By after the test of 1TB language materials checking, system of the invention obtains 13.96 ten thousand pairs and language structure, and by analysis, accuracy reaches 98.2%.Therefore, the present invention achieves preferable recognition performance, has reached the purpose of practical application.
Brief description of the drawings
Fig. 1 is that a kind of Chinese and language structure obtain working-flow figure.
Specific embodiment
In order to the clearer explanation present invention, the defined below and term that is explained as follows:
(1) Chinese part of speech:Part of speech in Chinese is an attribute of Chinese word.Common are:Noun (such as child, graduate, represented with n), verb (such as invite, add, represented with v), adverbial word (such as very, often, represented with d), adjective it is (such as beautiful, fine, simple, represented with a), pronoun (such as these, this, it, they, represented with r), number (such as, 12,12, represented with m), measure word (such as, root, only, bar, represented with q).
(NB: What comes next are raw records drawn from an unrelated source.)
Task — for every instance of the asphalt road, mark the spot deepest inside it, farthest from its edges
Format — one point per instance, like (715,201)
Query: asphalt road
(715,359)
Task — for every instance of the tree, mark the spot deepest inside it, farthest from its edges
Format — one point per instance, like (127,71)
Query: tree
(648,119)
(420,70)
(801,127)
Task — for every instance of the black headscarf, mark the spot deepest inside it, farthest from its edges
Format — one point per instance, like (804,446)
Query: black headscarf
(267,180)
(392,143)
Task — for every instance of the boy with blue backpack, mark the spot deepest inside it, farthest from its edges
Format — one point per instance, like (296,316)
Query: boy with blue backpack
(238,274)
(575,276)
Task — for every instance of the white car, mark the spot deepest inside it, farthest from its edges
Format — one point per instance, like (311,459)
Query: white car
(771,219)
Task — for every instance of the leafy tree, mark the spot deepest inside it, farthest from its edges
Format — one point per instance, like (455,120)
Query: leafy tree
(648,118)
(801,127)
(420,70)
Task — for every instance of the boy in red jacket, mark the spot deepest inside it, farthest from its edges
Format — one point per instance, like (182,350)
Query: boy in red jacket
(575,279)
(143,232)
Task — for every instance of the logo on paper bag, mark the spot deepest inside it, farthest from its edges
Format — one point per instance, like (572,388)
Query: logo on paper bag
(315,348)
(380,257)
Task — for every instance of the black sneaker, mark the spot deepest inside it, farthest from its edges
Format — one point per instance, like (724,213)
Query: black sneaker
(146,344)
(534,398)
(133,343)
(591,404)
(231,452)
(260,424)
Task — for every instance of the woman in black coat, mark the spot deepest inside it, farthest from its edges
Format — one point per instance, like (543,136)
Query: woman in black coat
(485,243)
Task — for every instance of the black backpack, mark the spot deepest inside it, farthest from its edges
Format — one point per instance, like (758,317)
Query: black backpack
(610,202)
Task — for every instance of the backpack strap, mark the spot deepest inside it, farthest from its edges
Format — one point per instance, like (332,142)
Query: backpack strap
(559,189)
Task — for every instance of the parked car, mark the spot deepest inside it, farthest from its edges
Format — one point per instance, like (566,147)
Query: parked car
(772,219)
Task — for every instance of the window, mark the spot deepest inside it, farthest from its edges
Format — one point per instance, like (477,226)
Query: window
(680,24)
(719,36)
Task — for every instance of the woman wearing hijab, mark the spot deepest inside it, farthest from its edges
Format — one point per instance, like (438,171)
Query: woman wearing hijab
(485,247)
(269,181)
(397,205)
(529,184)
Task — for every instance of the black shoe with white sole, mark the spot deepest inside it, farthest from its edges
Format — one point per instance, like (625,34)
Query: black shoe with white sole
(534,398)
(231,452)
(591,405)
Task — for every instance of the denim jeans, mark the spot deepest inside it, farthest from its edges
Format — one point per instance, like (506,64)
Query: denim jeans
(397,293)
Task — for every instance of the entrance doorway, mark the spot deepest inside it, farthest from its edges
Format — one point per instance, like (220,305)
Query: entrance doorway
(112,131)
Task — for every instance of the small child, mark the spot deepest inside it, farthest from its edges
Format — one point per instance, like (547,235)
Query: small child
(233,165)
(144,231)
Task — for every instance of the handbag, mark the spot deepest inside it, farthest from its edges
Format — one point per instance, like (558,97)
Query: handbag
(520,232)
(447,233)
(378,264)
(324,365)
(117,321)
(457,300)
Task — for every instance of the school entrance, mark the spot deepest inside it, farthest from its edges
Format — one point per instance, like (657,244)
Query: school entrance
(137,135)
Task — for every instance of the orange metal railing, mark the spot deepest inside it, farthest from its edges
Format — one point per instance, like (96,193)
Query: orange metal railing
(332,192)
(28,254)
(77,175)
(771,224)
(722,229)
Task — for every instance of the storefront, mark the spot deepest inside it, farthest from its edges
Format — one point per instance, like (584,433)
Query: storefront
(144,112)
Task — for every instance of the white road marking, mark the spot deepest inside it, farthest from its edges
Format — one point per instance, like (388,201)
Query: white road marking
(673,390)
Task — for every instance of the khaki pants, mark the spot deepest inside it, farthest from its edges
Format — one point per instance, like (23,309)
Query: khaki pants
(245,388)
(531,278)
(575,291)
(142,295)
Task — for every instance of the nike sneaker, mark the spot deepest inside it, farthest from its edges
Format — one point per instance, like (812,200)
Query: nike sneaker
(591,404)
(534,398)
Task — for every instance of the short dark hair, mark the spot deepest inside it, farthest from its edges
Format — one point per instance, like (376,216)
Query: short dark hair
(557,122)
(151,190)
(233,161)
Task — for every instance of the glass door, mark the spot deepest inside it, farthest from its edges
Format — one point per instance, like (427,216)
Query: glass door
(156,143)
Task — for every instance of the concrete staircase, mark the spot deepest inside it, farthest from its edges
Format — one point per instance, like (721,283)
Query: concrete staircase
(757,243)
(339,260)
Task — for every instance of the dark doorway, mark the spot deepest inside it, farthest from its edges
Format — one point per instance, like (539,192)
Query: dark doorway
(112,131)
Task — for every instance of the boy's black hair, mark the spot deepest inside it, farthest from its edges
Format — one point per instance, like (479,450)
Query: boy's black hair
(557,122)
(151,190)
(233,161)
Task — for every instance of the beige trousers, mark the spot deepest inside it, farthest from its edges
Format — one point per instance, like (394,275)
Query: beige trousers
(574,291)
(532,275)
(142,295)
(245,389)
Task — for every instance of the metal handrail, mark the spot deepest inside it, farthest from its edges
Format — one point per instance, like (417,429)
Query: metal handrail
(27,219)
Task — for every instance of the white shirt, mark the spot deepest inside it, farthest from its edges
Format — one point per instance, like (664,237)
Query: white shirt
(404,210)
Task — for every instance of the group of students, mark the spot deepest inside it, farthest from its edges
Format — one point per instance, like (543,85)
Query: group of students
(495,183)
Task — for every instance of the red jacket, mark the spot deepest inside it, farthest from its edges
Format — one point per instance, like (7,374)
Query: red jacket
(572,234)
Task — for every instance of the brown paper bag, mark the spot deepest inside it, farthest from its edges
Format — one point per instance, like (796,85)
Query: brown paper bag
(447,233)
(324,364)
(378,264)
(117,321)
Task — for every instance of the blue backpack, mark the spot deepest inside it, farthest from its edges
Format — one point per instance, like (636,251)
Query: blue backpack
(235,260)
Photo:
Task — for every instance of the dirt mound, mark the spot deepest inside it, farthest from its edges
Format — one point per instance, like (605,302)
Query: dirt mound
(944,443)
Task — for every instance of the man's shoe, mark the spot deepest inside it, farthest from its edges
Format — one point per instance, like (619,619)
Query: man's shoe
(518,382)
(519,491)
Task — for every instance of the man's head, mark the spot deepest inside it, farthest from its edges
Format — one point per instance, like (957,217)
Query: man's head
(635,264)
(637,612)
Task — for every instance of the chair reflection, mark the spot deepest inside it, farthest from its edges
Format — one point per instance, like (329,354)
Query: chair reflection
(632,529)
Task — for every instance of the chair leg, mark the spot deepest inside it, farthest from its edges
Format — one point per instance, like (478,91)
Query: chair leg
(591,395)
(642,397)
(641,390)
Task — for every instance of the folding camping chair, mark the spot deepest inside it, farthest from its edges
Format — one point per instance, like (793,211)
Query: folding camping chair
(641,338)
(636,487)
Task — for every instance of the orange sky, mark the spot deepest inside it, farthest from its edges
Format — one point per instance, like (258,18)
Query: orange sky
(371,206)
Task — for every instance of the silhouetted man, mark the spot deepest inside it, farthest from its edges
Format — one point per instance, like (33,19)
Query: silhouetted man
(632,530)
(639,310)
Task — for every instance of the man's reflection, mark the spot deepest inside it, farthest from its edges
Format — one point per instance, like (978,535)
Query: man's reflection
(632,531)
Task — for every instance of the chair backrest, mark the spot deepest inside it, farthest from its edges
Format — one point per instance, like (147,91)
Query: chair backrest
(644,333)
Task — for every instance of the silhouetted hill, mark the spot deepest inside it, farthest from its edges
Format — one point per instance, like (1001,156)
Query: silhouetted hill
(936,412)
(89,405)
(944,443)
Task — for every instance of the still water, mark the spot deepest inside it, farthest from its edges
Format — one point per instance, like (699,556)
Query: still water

(2) 5 kinds and language pattern:It is control and the acquisition complexity of language structure, more and language structure is obtained in that while also assuring, present invention introduces 5 kinds and language pattern.For ease of statement, the general type for hereafter assuming pivotal sentence is " N1 V1 N2 V2 N3", wherein N2As simultaneous language.The present invention considers and language N when simultaneous language structure is obtained, only2Meet following pattern simultaneous language sentence (it is, we assume that, when corpus is sufficiently large, and language be other forms pivotal sentence simultaneous language structure also can from and language meet below 5 patterns pivotal sentence in obtain):
● pattern 1:Number+noun.For example:" three/m people/n ", " 3/n projects/n " are exactly specific two examples.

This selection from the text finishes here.